The answer formally is to show that in your collection of numbers there exists a number n = 100*q for some number q.

All numbers can written as n = pq + r where in this case p = 100 and r is an integer from 0 to 99 inclusive. If you can show that there exists a number n in your set of numbers such that r = 0 then you have done the proof.

Using this, and the fact that you have all numbers a through to a + 99, can you now prove this?
 
There are 101 numbers, 100-200
 
mathsfail said:
True or false with answer written in my book.

(c)Out of any 100 consecutive natural numbers,exactly 1 natural number is divisible by 100.(true/false).

Ans-True= 100/100= 1

(d)Out of any 101 consecutive natural numbers,exactly 1 natural number is divisible by 100.(true/false).

Ans-False.There may be one or two numbers divisible by 100.

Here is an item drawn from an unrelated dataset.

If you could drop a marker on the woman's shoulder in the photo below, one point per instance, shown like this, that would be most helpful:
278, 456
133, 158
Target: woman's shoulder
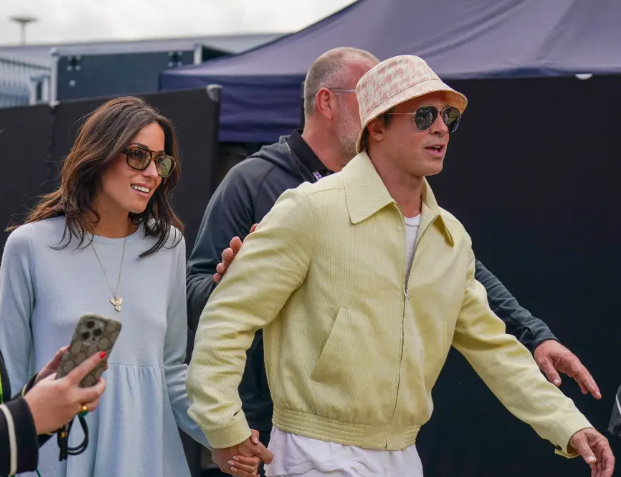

I don't get the answer of (c).If we take numbers from 100-200.there should be 2 numbers divisible by 2.Only from 1-100,we get 1 number divisible by 2 This should be false i think and the answer should be same as d.Correct be if i am wrong.
First, you mean "divisibe by 100" not "divisible by 2", 100 to 200 is 101 numbers, not 100

Second problem

How many natural numbers from 200-500(including both the limits) will be divisible by 3.How to solve this.
Did you give this any thought at all? 200= 66*3+ 2 and 2/3 but 201= 67*3 is divisible by 3. 500= 166*3+ 2 but 498= 166*3 is divisible by 3. There are 499- 201= 298 numbers between 201 and 498, including those numbers, and 1/3 of them are divisible by 3.